Конечно, я возмущалась вслух, жаловалась соседям, но на поведении кота это не отражалось – Степан был личностью самостоятельной и независимой, весь в хозяина.
И я решилась пойти на крайнюю меру – завести собаку. Дело было за малым – решить какую.
До встречи с клиентами оставалось полчаса, и, выехав на дорогу, я забыла на время о противостоянии с соседским котом и его хозяином.
Под строительным забором меня ждали две женщины постарше и помоложе, с первого взгляда между ними угадывалось кровное родство.
– Меня зовут Екатерина, – улыбнулась я, – я агент компании «Гешефт».
«Ничего они не купят», – тут же решила я, не забывая улыбаться.
Понимая, что день уже и так пропал, я неожиданно почувствовала кураж: «Еще посмотрим, кто кого».
– Девочки, – доверительно сообщила я, – можно найти дешевую квартиру, а жить-то как, если соседи окажутся безработными алкоголиками?
«Девочки» понимали. Они закивала, переглянулись, и та, что с разными бровками, попросила:
– Нам бы и недорого, и на набережной.
– У меня есть одна квартирка… Место тихое, зеленое, недалеко от центра, и, главное, цена не агрессивная, а соседи – сплошь интеллигенты. Я сегодня везу туда двух клиентов. Будем смотреть?
– Будем, будем, – закивали «девочки» и заволновались. Уже хорошо.
Я затолкала их в свою «Оку», нырнула в поток машин, покрутилась во дворах и, подрезав несколько солидных тачек, вынырнула в нужном месте.
Мы вошли в обшарпанный подъезд, поднялись на нужный этаж. Преодолевая дурноту, я открыла своим ключом квартиру и пригласила женщин войти.
Пока они осматривали помещение, я приходила в себя: украдкой промокнула испарину над верхней губой и сделала несколько дыхательных упражнений.
Квартира давно не знала ремонта, планировка была отвратительной, и в комплекте с подъездом и вонючим лифтом она была весьма сомнительным вариантом. Но из окна этой паршивенькой квартирки открывался панорамный вид на город.
У меня дух перед окном с панорамным видом захватывало тоже, но совсем по другой причине: я панически боялась высоты. Голова кружилась, уши закладывало, желудок сводило, сердце начинало пляску святого Вита. «Давай, Катерина, работай», – велела я себе, отошла подальше от окна и начала перечислять магазины, аптеки, поликлиники, школы и общественные организации рядом с домом, номера троллейбусов, трамваев и маршруток.

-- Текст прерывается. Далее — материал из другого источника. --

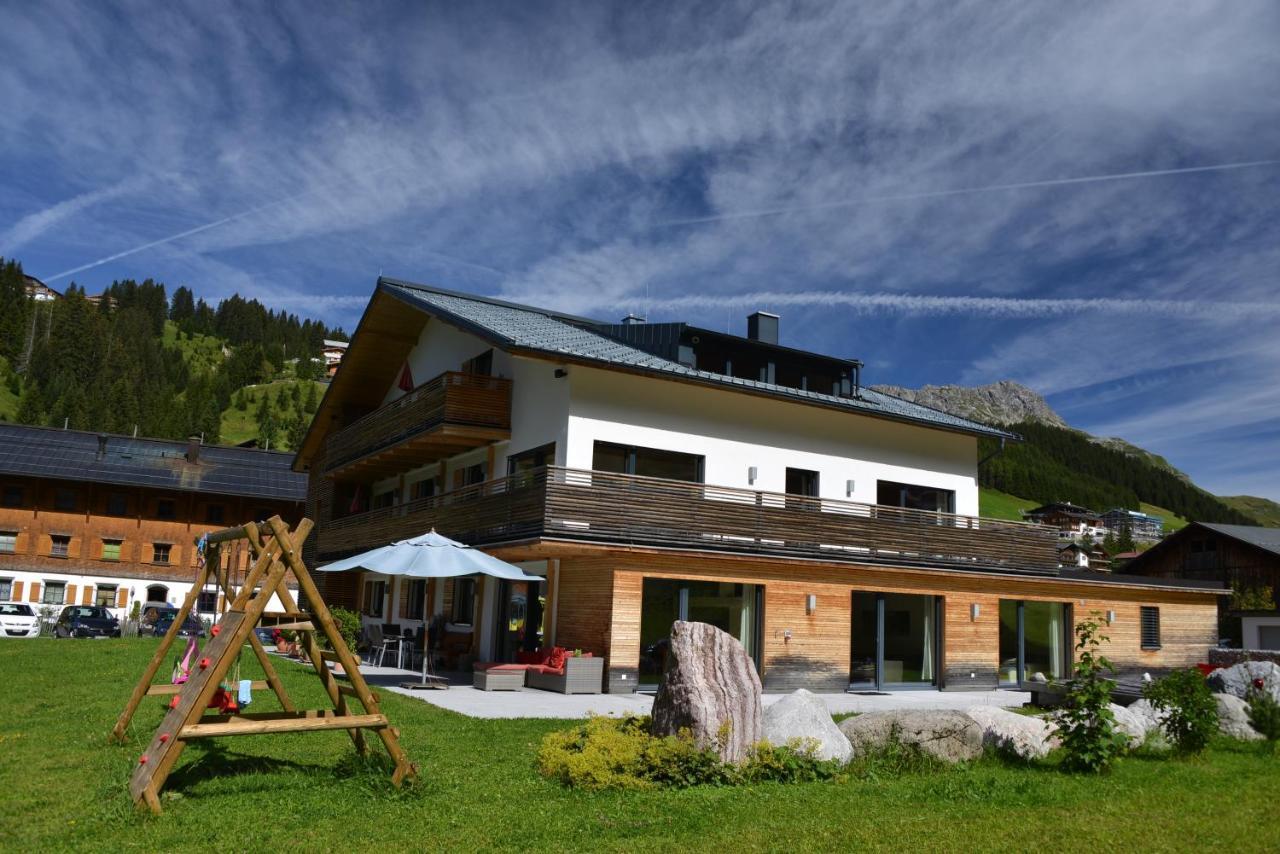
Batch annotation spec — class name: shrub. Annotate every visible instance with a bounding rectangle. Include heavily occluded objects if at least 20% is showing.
[1143,667,1217,755]
[1245,679,1280,750]
[1057,612,1126,773]
[538,716,840,789]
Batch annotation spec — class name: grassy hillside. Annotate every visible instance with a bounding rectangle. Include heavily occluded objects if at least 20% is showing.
[221,379,325,451]
[978,487,1041,522]
[1222,495,1280,528]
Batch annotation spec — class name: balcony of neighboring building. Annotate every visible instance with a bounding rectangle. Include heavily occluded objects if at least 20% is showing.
[317,466,1057,574]
[324,371,511,480]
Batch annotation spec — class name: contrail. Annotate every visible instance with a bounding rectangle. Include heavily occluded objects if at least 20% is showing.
[657,160,1280,227]
[552,291,1280,320]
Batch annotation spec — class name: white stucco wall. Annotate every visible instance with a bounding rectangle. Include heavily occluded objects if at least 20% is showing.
[563,366,978,515]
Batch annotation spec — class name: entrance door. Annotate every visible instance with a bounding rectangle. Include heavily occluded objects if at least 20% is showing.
[849,590,942,690]
[494,580,544,662]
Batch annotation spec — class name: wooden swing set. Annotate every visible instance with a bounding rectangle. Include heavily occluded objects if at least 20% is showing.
[111,516,417,813]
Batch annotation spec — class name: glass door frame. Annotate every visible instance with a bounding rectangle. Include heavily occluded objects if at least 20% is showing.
[849,590,946,691]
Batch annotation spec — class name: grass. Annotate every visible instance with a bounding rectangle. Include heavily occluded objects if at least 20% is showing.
[978,487,1041,522]
[220,379,325,451]
[0,639,1280,851]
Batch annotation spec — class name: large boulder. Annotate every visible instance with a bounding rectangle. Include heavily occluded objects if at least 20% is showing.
[764,688,854,763]
[1208,661,1280,703]
[965,705,1057,759]
[1213,694,1262,741]
[653,621,763,763]
[840,709,982,763]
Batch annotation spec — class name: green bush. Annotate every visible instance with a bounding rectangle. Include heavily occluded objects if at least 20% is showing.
[1247,685,1280,749]
[538,716,840,789]
[1142,667,1217,755]
[1057,612,1126,773]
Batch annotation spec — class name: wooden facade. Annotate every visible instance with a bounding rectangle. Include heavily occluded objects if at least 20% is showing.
[532,549,1217,691]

– Мам, – глядя в окно, сказала та, что помоложе, – а вон мой институт.
– Кстати, – вмешалась я, – сегодня квартиру будут смотреть еще две семьи, тоже для детей-студентов.
Риелтор – это все-таки блефующий циник.
«Если сорвутся, уволюсь», – по пути в агентство думала я.
В агентстве было тихо, как в музее. Я села за стол, над которым висели сертификаты и дипломы, полученные мною за шесть лет работы агентом. Шеф гордился этими фантиками больше, чем я, и украшал ими стены офиса. Может, потому, что сам он был интровертом, не вылезал из кабинета и все придумывал финансовые схемы увода денег в свой собственный карман.
Я листала свежий номер «Из рук в руки», мечтала о щенке и ждала звонка. Мобильный молчал.
– Катерина, – позвал шеф, – зайди ко мне.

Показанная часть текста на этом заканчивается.